Canada is making grocery store executives explain why they're cutting pandemic pay
Canadian grocery store chains like Loblaws, Sobeys and Metro will soon have to explain why they are cutting back the raise they had previously granted to staff working in customer-facing positions during the pandemic.
As frontline employees in other industries started to receive hazard pay back in March due to the health and safety risks of performing their jobs during COVID-19, major supermarkets in Canada followed suit, increasing wages early on in the health crisis by about $2 an hour.
But, last week it was revealed that this temporary pay bump would be coming to an end soon despite the fact that the virus still looms and things haven't returned to normal quite yet.
Damn right! If they can get 12 million for freezers they can pay their employee's $2.00 more per hour.— songbird singing (@songbirdsingin1) June 18, 2020
I will NEVER SHOP AT LOBLAWS, METRO OR SOBEYS. https://t.co/lHu87wCuC2
"As the economy slowly reopens and Canadians begin to return to work, we believe it is the right time to end the temporary pay premium we introduced at the beginning of the pandemic," Loblaws — which owns No Frills, the Real Canadian Superstore, Dominion, Shoppers Drug Mart and others — said in a statement to customers last Thursday.
The sentiment seems to be shared by the executives at Walmart, Metro and Empire Co., which owns Sobeys.

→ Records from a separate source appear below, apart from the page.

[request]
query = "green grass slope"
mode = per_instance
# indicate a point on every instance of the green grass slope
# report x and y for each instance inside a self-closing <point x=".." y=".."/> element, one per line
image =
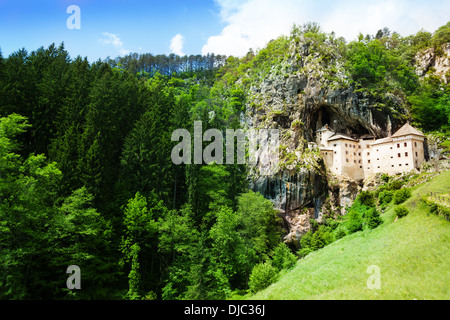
<point x="411" y="253"/>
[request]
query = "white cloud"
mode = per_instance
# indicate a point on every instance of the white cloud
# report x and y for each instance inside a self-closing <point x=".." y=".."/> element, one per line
<point x="176" y="45"/>
<point x="252" y="23"/>
<point x="111" y="38"/>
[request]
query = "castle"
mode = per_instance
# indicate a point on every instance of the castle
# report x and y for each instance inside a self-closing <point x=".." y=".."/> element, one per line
<point x="358" y="159"/>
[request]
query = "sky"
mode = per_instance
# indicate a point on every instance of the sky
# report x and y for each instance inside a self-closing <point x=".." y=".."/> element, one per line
<point x="98" y="29"/>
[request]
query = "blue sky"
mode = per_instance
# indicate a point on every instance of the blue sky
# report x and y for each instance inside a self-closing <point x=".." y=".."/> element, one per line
<point x="117" y="27"/>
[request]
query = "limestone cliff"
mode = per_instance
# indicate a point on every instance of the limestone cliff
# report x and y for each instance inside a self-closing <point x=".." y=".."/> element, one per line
<point x="434" y="61"/>
<point x="307" y="89"/>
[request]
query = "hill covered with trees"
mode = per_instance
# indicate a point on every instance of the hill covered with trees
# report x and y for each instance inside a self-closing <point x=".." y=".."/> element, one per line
<point x="86" y="176"/>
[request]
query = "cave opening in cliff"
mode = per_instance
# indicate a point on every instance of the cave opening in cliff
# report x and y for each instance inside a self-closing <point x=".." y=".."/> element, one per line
<point x="338" y="122"/>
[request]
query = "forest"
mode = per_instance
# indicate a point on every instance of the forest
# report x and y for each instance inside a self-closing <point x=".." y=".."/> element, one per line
<point x="86" y="176"/>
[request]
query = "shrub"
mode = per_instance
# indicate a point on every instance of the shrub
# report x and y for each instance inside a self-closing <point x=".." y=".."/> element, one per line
<point x="395" y="185"/>
<point x="401" y="211"/>
<point x="354" y="222"/>
<point x="385" y="197"/>
<point x="304" y="252"/>
<point x="366" y="198"/>
<point x="262" y="276"/>
<point x="340" y="232"/>
<point x="305" y="241"/>
<point x="401" y="195"/>
<point x="373" y="218"/>
<point x="283" y="258"/>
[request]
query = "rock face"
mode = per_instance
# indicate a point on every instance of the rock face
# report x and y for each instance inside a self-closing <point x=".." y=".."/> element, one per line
<point x="437" y="61"/>
<point x="299" y="97"/>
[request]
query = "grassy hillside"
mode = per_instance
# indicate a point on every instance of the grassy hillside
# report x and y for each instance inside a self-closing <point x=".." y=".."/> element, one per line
<point x="412" y="254"/>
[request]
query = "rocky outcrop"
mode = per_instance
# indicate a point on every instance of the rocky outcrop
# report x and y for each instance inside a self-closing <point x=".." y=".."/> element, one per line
<point x="435" y="61"/>
<point x="298" y="97"/>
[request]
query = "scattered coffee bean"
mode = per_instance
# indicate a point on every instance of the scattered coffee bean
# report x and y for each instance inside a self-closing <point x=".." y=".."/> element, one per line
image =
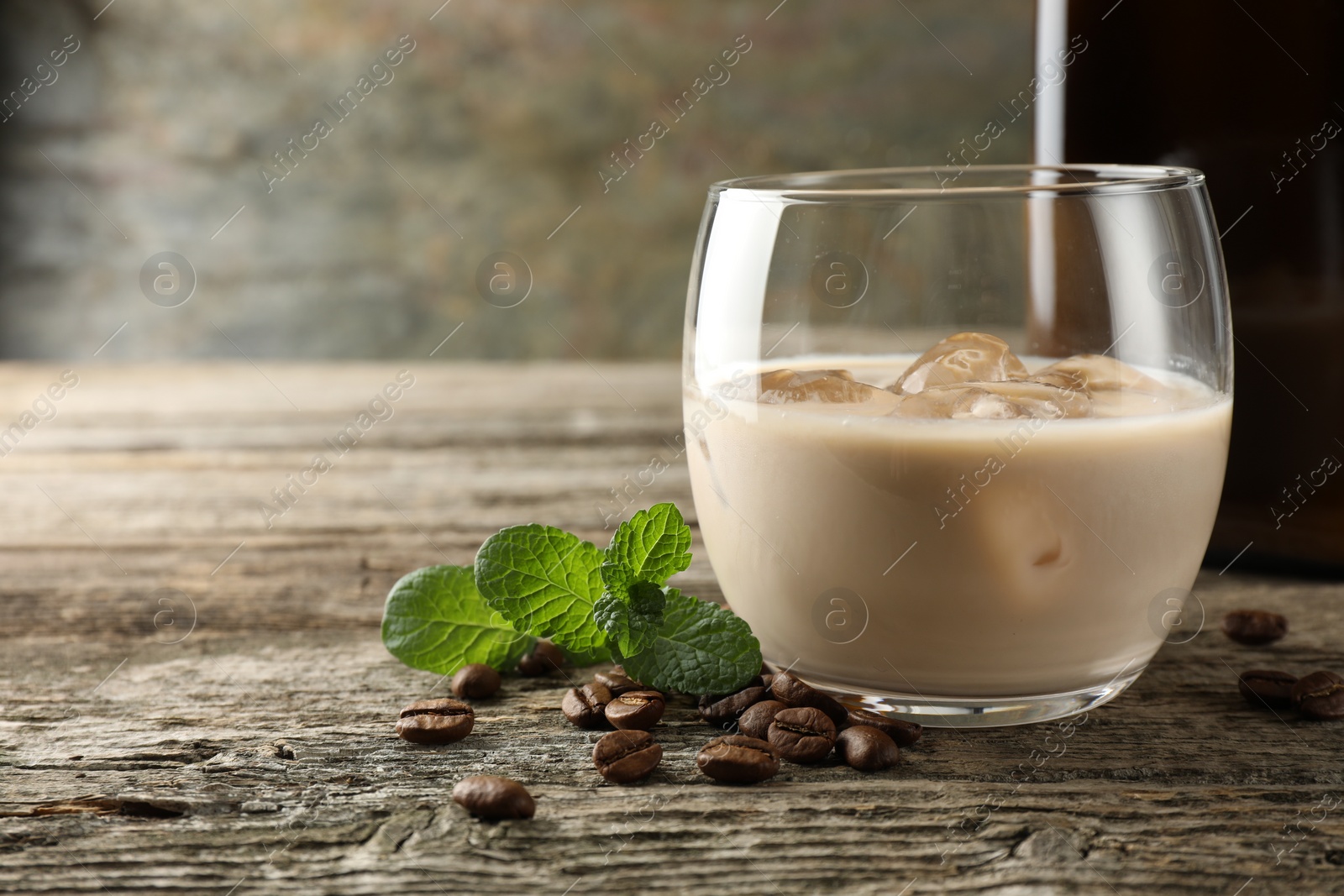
<point x="801" y="734"/>
<point x="867" y="748"/>
<point x="625" y="757"/>
<point x="1320" y="696"/>
<point x="1254" y="626"/>
<point x="756" y="720"/>
<point x="638" y="710"/>
<point x="617" y="683"/>
<point x="585" y="707"/>
<point x="900" y="731"/>
<point x="546" y="658"/>
<point x="476" y="681"/>
<point x="436" y="721"/>
<point x="1267" y="688"/>
<point x="723" y="711"/>
<point x="738" y="761"/>
<point x="494" y="799"/>
<point x="786" y="688"/>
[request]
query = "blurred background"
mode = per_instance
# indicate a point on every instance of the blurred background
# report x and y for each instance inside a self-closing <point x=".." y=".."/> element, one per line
<point x="136" y="128"/>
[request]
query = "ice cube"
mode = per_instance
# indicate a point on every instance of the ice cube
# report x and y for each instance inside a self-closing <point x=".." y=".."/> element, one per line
<point x="964" y="358"/>
<point x="835" y="387"/>
<point x="1095" y="374"/>
<point x="1011" y="399"/>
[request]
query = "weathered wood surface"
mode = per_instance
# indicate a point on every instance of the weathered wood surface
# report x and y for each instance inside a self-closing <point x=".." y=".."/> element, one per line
<point x="241" y="741"/>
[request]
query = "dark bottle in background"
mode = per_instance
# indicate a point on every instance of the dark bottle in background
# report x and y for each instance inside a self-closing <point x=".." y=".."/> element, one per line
<point x="1250" y="93"/>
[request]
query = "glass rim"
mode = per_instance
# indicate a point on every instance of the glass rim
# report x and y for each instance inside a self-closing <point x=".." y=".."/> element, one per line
<point x="1101" y="179"/>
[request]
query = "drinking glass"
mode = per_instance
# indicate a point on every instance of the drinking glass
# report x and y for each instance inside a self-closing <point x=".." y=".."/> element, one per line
<point x="958" y="557"/>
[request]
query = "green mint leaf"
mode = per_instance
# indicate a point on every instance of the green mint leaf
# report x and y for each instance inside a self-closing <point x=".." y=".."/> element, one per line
<point x="434" y="620"/>
<point x="651" y="546"/>
<point x="699" y="649"/>
<point x="631" y="624"/>
<point x="544" y="582"/>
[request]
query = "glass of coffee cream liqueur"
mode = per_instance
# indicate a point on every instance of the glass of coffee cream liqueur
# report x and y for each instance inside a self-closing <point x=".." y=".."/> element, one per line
<point x="958" y="436"/>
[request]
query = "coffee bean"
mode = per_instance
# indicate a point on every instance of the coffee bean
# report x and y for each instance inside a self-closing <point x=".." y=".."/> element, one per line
<point x="786" y="688"/>
<point x="638" y="710"/>
<point x="546" y="658"/>
<point x="801" y="734"/>
<point x="738" y="761"/>
<point x="625" y="757"/>
<point x="476" y="681"/>
<point x="585" y="705"/>
<point x="617" y="683"/>
<point x="1320" y="696"/>
<point x="904" y="732"/>
<point x="756" y="720"/>
<point x="494" y="799"/>
<point x="722" y="712"/>
<point x="1267" y="688"/>
<point x="867" y="748"/>
<point x="436" y="721"/>
<point x="1254" y="626"/>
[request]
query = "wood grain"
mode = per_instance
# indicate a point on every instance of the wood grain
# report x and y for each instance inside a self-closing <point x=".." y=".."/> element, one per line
<point x="245" y="741"/>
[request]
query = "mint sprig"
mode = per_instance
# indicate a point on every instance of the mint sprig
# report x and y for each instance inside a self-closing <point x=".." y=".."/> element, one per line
<point x="544" y="580"/>
<point x="434" y="620"/>
<point x="632" y="621"/>
<point x="652" y="546"/>
<point x="701" y="647"/>
<point x="537" y="580"/>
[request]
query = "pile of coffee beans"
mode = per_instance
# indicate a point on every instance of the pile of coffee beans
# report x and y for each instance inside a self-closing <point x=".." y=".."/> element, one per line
<point x="783" y="718"/>
<point x="1319" y="694"/>
<point x="612" y="699"/>
<point x="447" y="720"/>
<point x="774" y="718"/>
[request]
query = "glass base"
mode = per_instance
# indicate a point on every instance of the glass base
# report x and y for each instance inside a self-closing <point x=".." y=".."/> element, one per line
<point x="983" y="712"/>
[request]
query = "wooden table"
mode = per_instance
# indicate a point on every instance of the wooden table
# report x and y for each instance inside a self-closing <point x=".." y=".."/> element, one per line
<point x="194" y="703"/>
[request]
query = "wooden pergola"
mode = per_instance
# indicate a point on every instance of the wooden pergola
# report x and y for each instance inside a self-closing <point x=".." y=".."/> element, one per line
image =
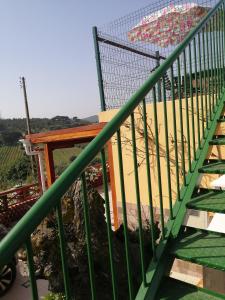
<point x="67" y="138"/>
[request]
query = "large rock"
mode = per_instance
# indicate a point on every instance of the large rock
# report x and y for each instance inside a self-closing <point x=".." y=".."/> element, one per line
<point x="47" y="254"/>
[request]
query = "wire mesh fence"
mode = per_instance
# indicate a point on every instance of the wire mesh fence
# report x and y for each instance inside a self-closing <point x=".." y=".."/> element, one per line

But, the federal government doesn't agree and is now summoning representatives from the companies to justify their decision.
Many Canadians don't agree either and the move has sparked backlash for several reasons, including but not limited to the fact that profits for supermarkets have increased substantially compared with the same time last year, in part due to restaurants being closed and shoppers stocking up.
Unifor, the union representing tens of thousands of retail and grocery store workers in Canada, is now hosting a virtual rally to show its support for extending the premium not only for the duration of the pandemic but for good.
"The extra $2 an hour only began to make up for historic inequities in the industry and should not be taken away now or ever," it said in a statement on June 18.
"These workers are no less at risk and are no less essential today than they were before or during the pandemic. There is no justification for cutting their pay."